New Delhi: The much-awaited Data Protection Bill, aimed at safeguarding personal data in the country, was learnt to have been approved by the Union Cabinet on Wednesday. "The Bill includes almost all the provisions of the last draft that was issued by the Ministry of Electronics and Information Technology for consultation, but few minor changes are also done. However, the government entities have not been granted blanket exemption under the proposed law," a top source familiar with the development said.
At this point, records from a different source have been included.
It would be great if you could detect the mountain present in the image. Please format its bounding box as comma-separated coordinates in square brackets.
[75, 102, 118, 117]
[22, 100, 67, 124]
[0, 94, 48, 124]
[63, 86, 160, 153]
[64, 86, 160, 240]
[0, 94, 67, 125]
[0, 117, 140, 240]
"In case of disputes, the Data Protection Board will decide the matter. However, citizens will have the right to claim compensation by approaching civil court. There are a lot of things that will evolve gradually. Besides, individuals will have the right to seek details about their data collection, storage and processing once the law is implemented. These concerns would be discussed among Parliamentarians when it is tabled in the House. It remains to be seen how all the issues surrounding the Bill will be addressed during the parliamentary proceedings," the source added.
The Bill will have jurisdiction over the processing of digital personal data in India. This includes data collected online or offline and later digitised. The Bill will also apply to the processing of data outside of India if it involves offering goods or services or profiling individuals in India. Also, in order to ensure that provisions of the Bill are enacted properly, a data protection board would be set up and it will hear grievances of the people and redress them.
The Bill will entail a fine of up to ₹500 crore if one's personal data is misused. Data fiduciaries are required to ensure the accuracy and security of the data and delete it once its purpose has been fulfilled. The Bill also grants individuals certain rights, including the right to access information, request corrections and deletions, and seek redressal for grievances.
The withdrawal of the previous data protection Bill formulated by the Justice B.N. Srikrishna Committee in 2018 led to the necessity of this Bill. The new Bill has simplified regulations by focusing on personal data and has removed the need to locally store all user data by businesses, instead allowing the leeway of storing such data in 'trusted geographies'.